Disallow sinking of unordered atomic loads into loops
ClosedPublic

Authored by DaniilSuchkov on Sep 29 2017, 1:57 AM.

Details

Summary

Sinking of unordered atomic load into loop must be disallowed because it turns a single load into multiple loads.
The relevant section of the documentation is: http://llvm.org/docs/Atomics.html#unordered, specifically the Notes for Optimizers section.
Here is the full text of this section:

Notes for optimizers
In terms of the optimizer, this prohibits any transformation that transforms a single load into multiple loads, transforms a store into multiple stores, narrows a store, or stores a value which would not be stored otherwise. Some examples of unsafe optimizations are narrowing an assignment into a bitfield, rematerializing a load, and turning loads and stores into a memcpy call. Reordering unordered operations is safe, though, and optimizers should take advantage of that because unordered operations are common in languages that need them.

Diff Detail

Repository
rL LLVM

Event Timeline

DaniilSuchkov created this revision.Sep 29 2017, 1:57 AM

Reviewers: Note that there's a lot of context in previous discussion about the semantics of various types of nonatomic, unordered, and ordered loads in https://reviews.llvm.org/D37463. Comment https://reviews.llvm.org/D37463#882487 is particularly relevant for this review. It's the direct motivation for this patch.

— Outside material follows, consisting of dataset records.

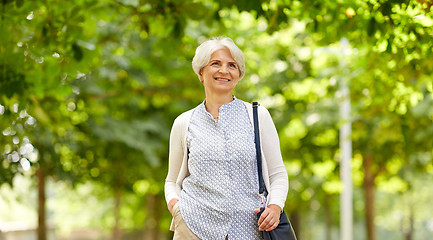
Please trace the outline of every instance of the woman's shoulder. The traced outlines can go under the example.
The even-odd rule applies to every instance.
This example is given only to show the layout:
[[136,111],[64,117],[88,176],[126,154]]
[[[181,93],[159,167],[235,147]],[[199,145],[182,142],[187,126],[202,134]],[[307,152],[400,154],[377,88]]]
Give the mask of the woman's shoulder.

reames requested changes to this revision.Sep 29 2017, 9:01 AM
reames added inline comments.
lib/Transforms/Scalar/LICM.cpp
582 ↗(On Diff #117100)

Deriving this from whether an optional parameter is present is very fragile. Please just add another parameter.

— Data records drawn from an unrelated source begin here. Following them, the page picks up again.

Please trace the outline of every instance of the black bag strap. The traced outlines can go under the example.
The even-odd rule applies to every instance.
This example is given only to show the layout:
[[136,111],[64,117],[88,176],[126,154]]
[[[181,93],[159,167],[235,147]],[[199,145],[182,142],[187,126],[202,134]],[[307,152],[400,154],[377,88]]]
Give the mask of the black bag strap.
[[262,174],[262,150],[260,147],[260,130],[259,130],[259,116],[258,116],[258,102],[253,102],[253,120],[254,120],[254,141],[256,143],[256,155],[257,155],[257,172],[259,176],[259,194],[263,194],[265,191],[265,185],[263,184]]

Reads further: Oh, you're not introducing this, just hoisting it in the function. Mind doing a separate NFC patch to expose the parameter?

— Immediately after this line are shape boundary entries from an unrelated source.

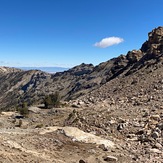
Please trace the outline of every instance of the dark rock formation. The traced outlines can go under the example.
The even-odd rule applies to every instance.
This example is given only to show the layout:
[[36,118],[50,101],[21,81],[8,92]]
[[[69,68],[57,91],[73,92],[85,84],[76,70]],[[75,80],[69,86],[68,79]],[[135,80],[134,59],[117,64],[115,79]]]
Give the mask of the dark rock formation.
[[[56,91],[60,93],[63,100],[89,96],[93,91],[98,92],[95,93],[98,94],[98,98],[94,96],[93,101],[105,100],[108,98],[105,96],[108,88],[115,94],[116,90],[124,89],[122,83],[128,82],[127,80],[138,83],[146,76],[142,77],[140,74],[151,73],[150,77],[153,75],[157,81],[155,72],[158,69],[161,72],[163,67],[163,27],[152,30],[148,36],[148,41],[140,50],[129,51],[127,55],[120,55],[95,67],[92,64],[83,63],[56,74],[0,67],[0,108],[15,107],[23,101],[29,104],[40,103],[45,95]],[[115,86],[112,88],[108,86],[103,93],[98,91],[106,84],[112,83],[111,81],[121,79],[123,80],[119,85],[114,83]],[[145,80],[147,82],[147,79]],[[131,87],[132,84],[128,86],[128,88]],[[89,97],[86,101],[89,101],[88,99],[92,98]]]

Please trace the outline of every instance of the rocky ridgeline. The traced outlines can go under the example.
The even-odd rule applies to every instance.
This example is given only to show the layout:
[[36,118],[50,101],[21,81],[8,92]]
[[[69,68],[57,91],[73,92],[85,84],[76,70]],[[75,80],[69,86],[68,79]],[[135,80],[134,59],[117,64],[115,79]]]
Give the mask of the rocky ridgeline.
[[13,73],[13,72],[21,72],[22,70],[17,68],[9,68],[5,66],[0,66],[0,74],[7,74],[7,73]]
[[[163,99],[163,27],[149,33],[149,39],[140,50],[132,50],[119,56],[112,66],[107,82],[72,102],[76,106],[97,105],[149,105],[162,107]],[[155,45],[155,50],[153,47]],[[157,49],[157,50],[156,50]],[[100,65],[99,65],[100,66]],[[111,76],[111,77],[110,77]],[[106,76],[104,78],[107,78]]]
[[[1,67],[0,107],[11,107],[22,101],[29,104],[39,103],[45,95],[56,91],[60,92],[63,100],[71,100],[70,104],[79,104],[79,107],[104,100],[107,103],[117,102],[121,101],[120,98],[132,101],[131,103],[142,98],[141,102],[144,103],[149,98],[145,97],[148,90],[154,99],[157,91],[161,98],[162,33],[163,27],[154,29],[140,50],[129,51],[127,55],[120,55],[97,66],[83,63],[56,74]],[[159,90],[154,89],[155,93],[152,93],[157,83],[159,88],[155,89]],[[142,95],[138,93],[138,88]]]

This could be either before this patch (no further review needed) or after, I don't care.

588 ↗(On Diff #117100)

The placement of this check is wrong. Duplicating a load from an invariant/constant memory location is fine. Move this down and add a respective test case.

This revision now requires changes to proceed.Sep 29 2017, 9:01 AM
danielcdh edited edge metadata.Sep 29 2017, 9:04 AM

Is it legal to hoist an atomic load out of the loop?

Is it legal to hoist an atomic load out of the loop?

Yes, that strictly reduces the number of loads. You can think of hoisting as reusing the load from the first iteration across future iterations and just moving where in the first iteration that load runs. As long as that repositioning is legal, the rest of the transform is just basic FRE.

How about the following case:

while(c1) {
if (c2)

atomic_load;

}

Looks like isSafeToExecuteUnconditionally will not prevent the atomic_load from hoisted to preheader. So in real execution, it may introduce extra atomic loads?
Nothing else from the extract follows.